A crescente presença militar da China no Mar do Sul da China tem alimentado preocupações do Japão e dos EUA que patrulham constantemente a região. As vias de comunicação significam muito para o Japão, já que depende completamente das importações de matérias-primas.

A operação militar japonesa com o Izumo ocorre num momento em que o governo Trump parece adotar uma postura mais agressiva diante de Pequim. Washington critica a construção de ilhas artificiais e uma escalada de instalações militares que teme serem usadas para restringir a liberdade de circulação.

O Japão no tabuleiro militar oriental

O movimento do Izumo provocará uma reação da China. A China já tem um porta-aviões e está construindo outros dois capazes de cumprir diversas tarefas. A marinha japonesa é uma pequena parte da força naval conjunta com os EUA na parte ocidental do Pacífico, e os norte-americanos têm mais capacidades de aplicar meios aeronavais do que a China. Mas, graças ao Izumo, os EUA não precisarão de usar seus navios grandes para monitorar as vias de comunicação.

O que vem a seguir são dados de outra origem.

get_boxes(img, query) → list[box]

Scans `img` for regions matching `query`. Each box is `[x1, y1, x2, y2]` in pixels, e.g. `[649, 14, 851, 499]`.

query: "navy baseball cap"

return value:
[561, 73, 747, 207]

Para o especialista militar russo Vasily Kashin, o que moveu o Japão a construir um navio da classe do Izumo foi o temor do desenvolvimento rápido da frota submarina chinesa, bem como aumentar o prestígio da frota japonesa, contribuir para a ampliação dos contatos com outras marinhas e fazer do Japão um parceiro mais desejável para os EUA.

Com a vitória de Trump e a saída dos EUA do Acordo Trans-Pacífico, o Japão busca se relocalizar no Extremo Oriente sobre bases mais ativas e agressivas. E ao que tudo indica buscará manter firmes as alianças com os EUA.

Com os movimentos do Izumo vemos outro passo importante na ampliação dos limites da Constituição Pacifista promovido pelo governo Abe. Porém, temos que ver como irá comportar o povo japonês diante da política belicista do governo Abe.